The thing that struck me the most is how credible many of the encounters are. Many of these accounts involve data collection from radar and other devices, multiple credible witnesses, and sometimes even (blurry) footage. Although there is no fire; there is clearly smoke.
Another thing that struck me is that the witnesses that seemed credible to me were very consistent. They detected via instrumentation or saw orbs of light moving in very strange ways, sometimes going to the atmosphere or into water. The less credible witnesses seemed less consistent, seeing black helicopters, flying saucers, and little green men.

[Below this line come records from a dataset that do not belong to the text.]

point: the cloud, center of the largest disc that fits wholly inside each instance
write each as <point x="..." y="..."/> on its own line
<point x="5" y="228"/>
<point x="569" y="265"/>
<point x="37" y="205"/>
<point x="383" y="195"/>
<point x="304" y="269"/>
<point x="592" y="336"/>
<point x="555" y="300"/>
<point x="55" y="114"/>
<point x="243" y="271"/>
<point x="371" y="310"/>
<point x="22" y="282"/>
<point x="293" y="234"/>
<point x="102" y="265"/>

I am not convinced that there are aliens. But I am 100% convinced that there are currently unexplainable orbs of light moving around in unusual patterns that are getting filmed, detected on radar, and seen. To me, Ockham's razor suggests the simple explanation that they are aliens. But maybe there are less plausible but more naturalistic explanations, such as ball lightning or some other phenomenon. What is clear is that most of the events described in this book are not hoaxes.
This book is too fringe for your average reader. It requires a lot of mental effort to toss out the crap, and keep the treasure. I am always disheartened to learn that even readers will read books that I recommend with the mindset that either all information within the books is good or all of the information is bad.
If you do choose to read this book, then listen to it as an audiobook. The book is read by the author, which is always by far the best. This makes it very easy and pleasant to listen to.